The join method also takes a how argument, which currently accepts the option "containment", which requires that the intervals in self be completely within the intervals in other.

print(f2.join(f1, how="containment"))
## +--------------+-----------+-----------+------------+-----------+--------------+-----------+-----------+------------+-----------+--------------+
## | Chromosome   |     Start |       End | Name       |     Score | Strand       |   Start_b |     End_b | Name_b     |   Score_b | Strand_b     |
## | (category)   |   (int64) |   (int64) | (object)   |   (int64) | (category)   |   (int64) |   (int64) | (object)   |   (int64) | (category)   |
## |--------------+-----------+-----------+------------+-----------+--------------+-----------+-----------+------------+-----------+--------------|
## | chr1         |         6 |         7 | b          |         0 | -            |         5 |         7 | interval2  |         0 | -            |
## +--------------+-----------+-----------+------------+-----------+--------------+-----------+-----------+------------+-----------+--------------+
## PyRanges object has 1 sequences from 1 chromosomes.

The join method also takes the argument new_pos which can either be unionor ìntersection. The default suffixes are ["_a", "_b"], but a suffixes argument overrides this.
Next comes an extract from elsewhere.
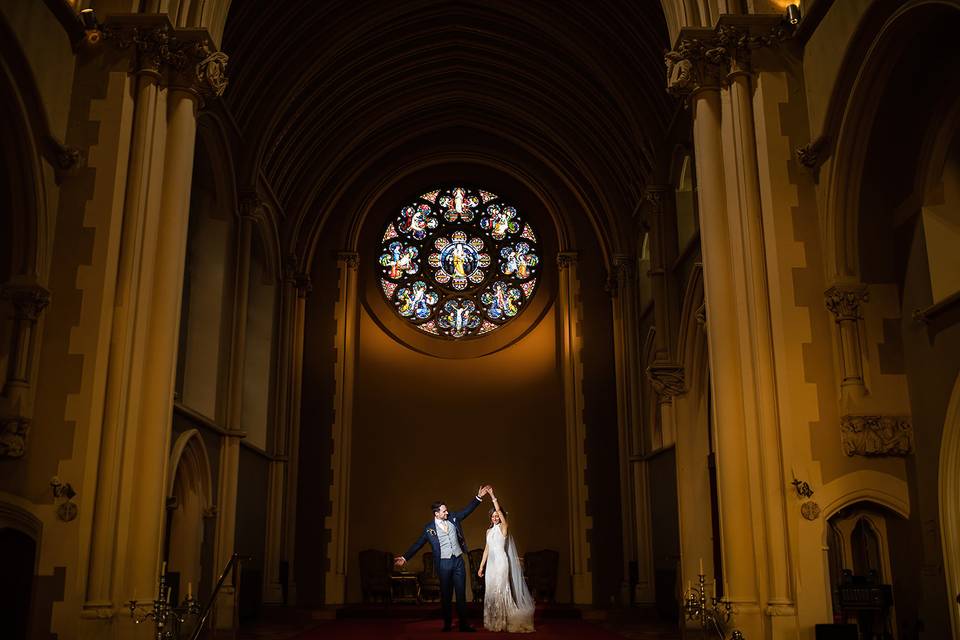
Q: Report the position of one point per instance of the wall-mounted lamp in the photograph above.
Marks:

print(f2.join(f1, new_pos="intersection"))
## +--------------+-----------+-----------+-----------+-----------+------------+-----------+--------------+-----------+-----------+------------+-----------+--------------+
## | Chromosome   |     Start |       End |   Start_a |     End_a | Name_a     |   Score_a | Strand       |   Start_b |     End_b | Name_b     |   Score_b | Strand_b     |
## | (category)   |   (int64) |   (int64) |   (int64) |   (int64) | (object)   |   (int64) | (category)   |   (int64) |   (int64) | (object)   |   (int64) | (category)   |
## |--------------+-----------+-----------+-----------+-----------+------------+-----------+--------------+-----------+-----------+------------+-----------+--------------|
## | chr1         |         6 |         7 |         6 |         7 | b          |         0 | -            |         5 |         7 | interval2  |         0 | -            |
## +--------------+-----------+-----------+-----------+-----------+------------+-----------+--------------+-----------+-----------+------------+-----------+--------------+
## PyRanges object has 1 sequences from 1 chromosomes.